The Israeli government expects two-thirds of the 8,500 settlers to leave by an Aug. 15 deadline in return for compensation for their property. Two days later, Sharon is to begin evacuating settlers who won’t leave voluntarily.
Netanyahu wants to challenge Sharon as leader of the Likud Party, and he resigned last Sunday as finance minister to protest the withdrawal, claiming Gaza may become a base for terrorist attacks. But terrorists have been based in Gaza throughout Israel’s 38-year occupation. Hamas has launched more than 100 rockets from Gaza into Israel in recent weeks.
Rather than counting on continued military rule to suppress terrorism, Sharon realizes that the 21 Jewish settlements in Gaza are an unnecessary source of irritation to the Arab majority and all but impossible to defend against terrorist attacks.
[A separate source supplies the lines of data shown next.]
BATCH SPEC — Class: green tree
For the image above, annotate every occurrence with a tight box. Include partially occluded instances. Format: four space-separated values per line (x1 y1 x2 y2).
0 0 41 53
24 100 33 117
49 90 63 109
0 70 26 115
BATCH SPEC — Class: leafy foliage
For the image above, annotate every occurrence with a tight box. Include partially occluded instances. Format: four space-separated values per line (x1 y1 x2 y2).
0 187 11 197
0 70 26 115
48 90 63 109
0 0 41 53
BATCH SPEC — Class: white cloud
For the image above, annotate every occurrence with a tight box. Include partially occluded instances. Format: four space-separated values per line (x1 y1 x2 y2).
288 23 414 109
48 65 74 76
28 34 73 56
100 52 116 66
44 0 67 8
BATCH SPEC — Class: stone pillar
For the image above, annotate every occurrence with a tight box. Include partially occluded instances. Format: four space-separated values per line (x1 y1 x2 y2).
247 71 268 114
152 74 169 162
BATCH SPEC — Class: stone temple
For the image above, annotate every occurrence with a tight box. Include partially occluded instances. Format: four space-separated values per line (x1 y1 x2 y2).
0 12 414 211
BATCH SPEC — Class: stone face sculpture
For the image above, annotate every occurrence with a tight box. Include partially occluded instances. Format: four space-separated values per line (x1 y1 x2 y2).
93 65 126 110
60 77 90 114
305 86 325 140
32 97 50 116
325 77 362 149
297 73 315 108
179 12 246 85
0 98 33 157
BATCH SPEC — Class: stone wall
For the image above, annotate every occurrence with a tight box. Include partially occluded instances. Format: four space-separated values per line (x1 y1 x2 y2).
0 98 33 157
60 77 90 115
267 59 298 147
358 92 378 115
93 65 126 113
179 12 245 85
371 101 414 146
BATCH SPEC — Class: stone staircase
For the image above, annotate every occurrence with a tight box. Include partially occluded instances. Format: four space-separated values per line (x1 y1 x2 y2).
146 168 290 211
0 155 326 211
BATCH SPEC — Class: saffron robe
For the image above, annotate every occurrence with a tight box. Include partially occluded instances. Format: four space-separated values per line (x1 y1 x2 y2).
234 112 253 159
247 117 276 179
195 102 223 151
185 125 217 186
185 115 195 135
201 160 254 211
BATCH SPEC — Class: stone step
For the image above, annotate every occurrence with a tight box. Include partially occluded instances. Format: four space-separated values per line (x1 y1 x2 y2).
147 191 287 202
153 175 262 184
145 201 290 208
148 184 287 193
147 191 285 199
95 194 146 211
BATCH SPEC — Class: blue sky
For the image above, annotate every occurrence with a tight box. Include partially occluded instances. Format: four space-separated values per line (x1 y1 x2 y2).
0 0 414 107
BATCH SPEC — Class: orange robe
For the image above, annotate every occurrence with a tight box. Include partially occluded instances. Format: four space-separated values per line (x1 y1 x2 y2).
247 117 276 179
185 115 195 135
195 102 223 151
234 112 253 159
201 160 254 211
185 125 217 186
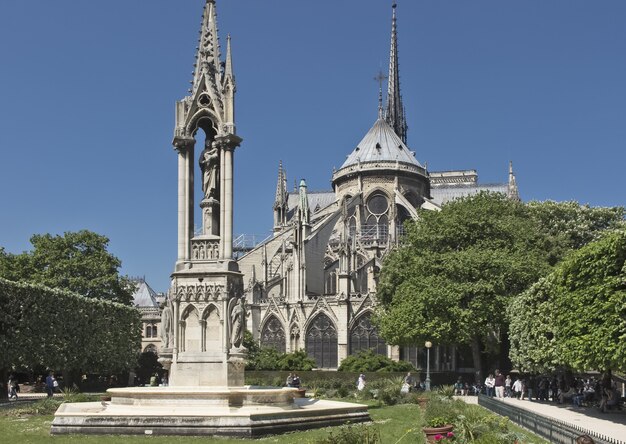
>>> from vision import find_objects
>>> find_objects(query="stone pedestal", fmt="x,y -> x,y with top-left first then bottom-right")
200,197 -> 220,236
51,387 -> 370,437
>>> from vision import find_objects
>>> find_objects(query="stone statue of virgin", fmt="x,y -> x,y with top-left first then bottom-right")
199,140 -> 219,199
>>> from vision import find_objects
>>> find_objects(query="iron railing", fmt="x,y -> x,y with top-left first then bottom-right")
478,395 -> 626,444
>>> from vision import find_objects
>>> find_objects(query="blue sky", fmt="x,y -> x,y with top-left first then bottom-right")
0,0 -> 626,291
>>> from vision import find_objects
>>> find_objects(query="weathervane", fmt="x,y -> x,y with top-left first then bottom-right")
374,69 -> 388,117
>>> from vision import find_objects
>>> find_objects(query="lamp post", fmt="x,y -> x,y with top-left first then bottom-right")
424,341 -> 433,392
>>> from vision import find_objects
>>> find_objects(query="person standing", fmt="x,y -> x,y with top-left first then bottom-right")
494,370 -> 504,399
356,373 -> 365,391
513,376 -> 524,399
46,372 -> 56,398
285,373 -> 293,387
7,375 -> 17,401
485,373 -> 496,396
504,375 -> 513,398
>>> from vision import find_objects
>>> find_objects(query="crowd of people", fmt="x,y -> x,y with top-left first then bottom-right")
482,370 -> 621,412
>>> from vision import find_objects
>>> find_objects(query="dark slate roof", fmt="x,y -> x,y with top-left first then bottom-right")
430,183 -> 509,205
287,191 -> 337,219
341,118 -> 421,168
133,280 -> 159,308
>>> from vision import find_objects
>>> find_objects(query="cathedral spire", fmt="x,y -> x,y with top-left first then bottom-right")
507,160 -> 521,200
224,34 -> 235,81
191,0 -> 222,95
298,179 -> 311,225
385,1 -> 407,143
274,160 -> 289,232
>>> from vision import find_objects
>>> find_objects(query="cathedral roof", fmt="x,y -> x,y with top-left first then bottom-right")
288,191 -> 337,219
133,279 -> 159,307
430,183 -> 509,205
341,117 -> 422,169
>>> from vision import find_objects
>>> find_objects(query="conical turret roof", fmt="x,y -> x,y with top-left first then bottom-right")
341,116 -> 422,169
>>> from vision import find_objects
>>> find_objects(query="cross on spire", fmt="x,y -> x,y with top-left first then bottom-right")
374,69 -> 389,119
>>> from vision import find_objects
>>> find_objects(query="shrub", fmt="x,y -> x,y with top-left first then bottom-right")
437,385 -> 454,399
276,350 -> 316,372
424,398 -> 460,427
338,349 -> 415,373
318,424 -> 382,444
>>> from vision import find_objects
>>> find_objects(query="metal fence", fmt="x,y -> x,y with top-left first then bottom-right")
478,395 -> 626,444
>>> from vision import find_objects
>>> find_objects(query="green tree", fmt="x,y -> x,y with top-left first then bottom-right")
508,276 -> 563,373
511,228 -> 626,371
528,200 -> 624,265
0,230 -> 133,304
0,278 -> 142,398
337,348 -> 415,373
377,193 -> 549,379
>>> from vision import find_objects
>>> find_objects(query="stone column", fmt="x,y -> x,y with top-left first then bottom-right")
174,142 -> 187,263
219,145 -> 226,258
185,144 -> 194,260
200,319 -> 206,352
172,299 -> 180,360
223,147 -> 234,259
215,134 -> 241,260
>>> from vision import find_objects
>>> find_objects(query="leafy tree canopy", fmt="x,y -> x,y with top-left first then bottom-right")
376,193 -> 550,378
377,193 -> 548,344
338,349 -> 415,373
511,228 -> 626,371
243,330 -> 316,371
528,200 -> 625,265
0,230 -> 133,304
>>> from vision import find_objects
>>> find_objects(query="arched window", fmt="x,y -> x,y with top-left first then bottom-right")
348,216 -> 356,237
350,313 -> 387,356
324,270 -> 337,294
306,313 -> 337,368
261,316 -> 286,353
181,305 -> 202,352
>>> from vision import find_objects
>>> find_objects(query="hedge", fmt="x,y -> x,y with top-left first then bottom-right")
0,278 -> 141,372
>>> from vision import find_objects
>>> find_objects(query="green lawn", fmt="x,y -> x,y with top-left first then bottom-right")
0,401 -> 546,444
0,404 -> 423,444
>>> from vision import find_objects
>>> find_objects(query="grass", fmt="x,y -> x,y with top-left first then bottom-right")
0,402 -> 424,444
0,400 -> 546,444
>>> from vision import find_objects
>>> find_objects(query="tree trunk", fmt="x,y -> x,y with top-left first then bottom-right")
62,368 -> 80,389
472,336 -> 484,384
0,368 -> 9,400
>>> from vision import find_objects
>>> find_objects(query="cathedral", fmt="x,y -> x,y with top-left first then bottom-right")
161,0 -> 519,371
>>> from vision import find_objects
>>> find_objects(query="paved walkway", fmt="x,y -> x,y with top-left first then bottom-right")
459,396 -> 626,443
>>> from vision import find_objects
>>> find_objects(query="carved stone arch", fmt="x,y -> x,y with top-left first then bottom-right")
200,303 -> 223,351
202,302 -> 222,320
289,319 -> 302,353
402,190 -> 424,208
305,311 -> 337,368
180,304 -> 202,352
185,108 -> 222,137
349,309 -> 387,356
143,344 -> 159,355
260,314 -> 287,353
363,186 -> 393,207
180,304 -> 200,321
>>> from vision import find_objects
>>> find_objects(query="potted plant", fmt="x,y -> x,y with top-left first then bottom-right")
422,416 -> 455,442
422,398 -> 456,442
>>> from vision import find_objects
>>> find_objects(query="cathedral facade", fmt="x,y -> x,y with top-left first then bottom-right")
162,0 -> 519,371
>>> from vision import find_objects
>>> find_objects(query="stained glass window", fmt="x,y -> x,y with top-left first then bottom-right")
350,313 -> 387,356
306,313 -> 337,368
261,316 -> 286,353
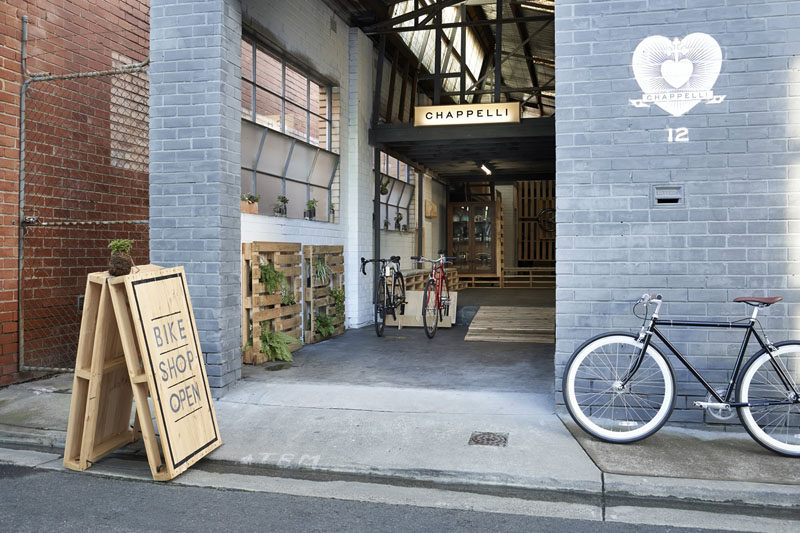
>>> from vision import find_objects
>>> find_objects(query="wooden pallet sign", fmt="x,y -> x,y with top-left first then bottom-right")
64,265 -> 222,481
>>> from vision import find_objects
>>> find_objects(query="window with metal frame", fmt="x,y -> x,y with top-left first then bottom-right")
242,36 -> 339,222
379,152 -> 416,231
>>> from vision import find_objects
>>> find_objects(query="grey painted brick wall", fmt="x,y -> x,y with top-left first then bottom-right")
555,0 -> 800,429
150,0 -> 242,396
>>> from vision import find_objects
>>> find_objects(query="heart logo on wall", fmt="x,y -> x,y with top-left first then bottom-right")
631,33 -> 725,117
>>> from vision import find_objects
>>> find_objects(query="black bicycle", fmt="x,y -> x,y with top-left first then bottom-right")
361,255 -> 406,337
563,294 -> 800,457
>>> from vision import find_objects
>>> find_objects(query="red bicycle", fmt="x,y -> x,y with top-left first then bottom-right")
411,255 -> 455,339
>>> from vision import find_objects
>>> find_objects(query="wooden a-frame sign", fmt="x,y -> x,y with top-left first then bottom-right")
64,265 -> 222,481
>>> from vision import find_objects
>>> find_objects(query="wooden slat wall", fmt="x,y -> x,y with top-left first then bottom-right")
515,180 -> 556,261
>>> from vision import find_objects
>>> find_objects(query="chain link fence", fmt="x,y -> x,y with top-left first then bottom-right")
19,53 -> 149,370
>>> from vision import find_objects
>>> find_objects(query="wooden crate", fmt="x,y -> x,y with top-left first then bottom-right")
303,246 -> 344,344
242,242 -> 303,365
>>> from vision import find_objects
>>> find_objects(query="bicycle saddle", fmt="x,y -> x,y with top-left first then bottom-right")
733,296 -> 783,307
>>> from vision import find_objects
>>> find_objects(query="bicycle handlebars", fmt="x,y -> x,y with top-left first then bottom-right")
361,255 -> 400,276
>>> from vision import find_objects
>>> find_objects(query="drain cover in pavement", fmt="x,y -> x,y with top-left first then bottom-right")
468,431 -> 508,447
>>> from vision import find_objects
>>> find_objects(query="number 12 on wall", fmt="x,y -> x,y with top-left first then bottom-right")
667,128 -> 689,142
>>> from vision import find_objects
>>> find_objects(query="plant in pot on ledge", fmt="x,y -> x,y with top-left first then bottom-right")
242,193 -> 260,215
272,195 -> 289,217
304,198 -> 317,220
108,239 -> 133,276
Knowing that terrorists in Gaza have been supplied by intensive smuggling across the border from Egypt, Sharon wants to prompt both the Palestinian Authority and Egypt to take more responsible roles in the area.
As a recent article in The Washington Post by David Makovsky noted, Sharon intends to evacuate a part of the external perimeter around the Palestinians – meaning that many will be able to come and go without passing Israeli checkpoints for the first time since 1967. A highly trained force of 750 Egyptian troops is expected to take over security at the border of Egypt and Gaza. A U.S.-led multinational monitoring and observer force (MFO) deployed after the 1979 Egypt-Israel peace treaty remains in the area.
Egypt administered Gaza under military rule from 1948 to 1967 and has an obvious interest in preventing Gaza from becoming a extremist state that could destabilize Egypt itself. Likewise, the Gaza withdrawal gives Palestinian President Mahmoud Abbas a golden opportunity to take steps that will speed creation of an independent Palestinian state alongside Israel as envisioned by the U.S.-backed roadmap for peace.
Israeli Vice Prime Minister Ehud Olmert rightly hailed the Gaza pullout as “a potential turning point in the history of the Middle East.” By choosing the path of hope charted by Sharon and rejecting the blind obstructionism of Netanyahu, Israel has taken a bold step toward peace.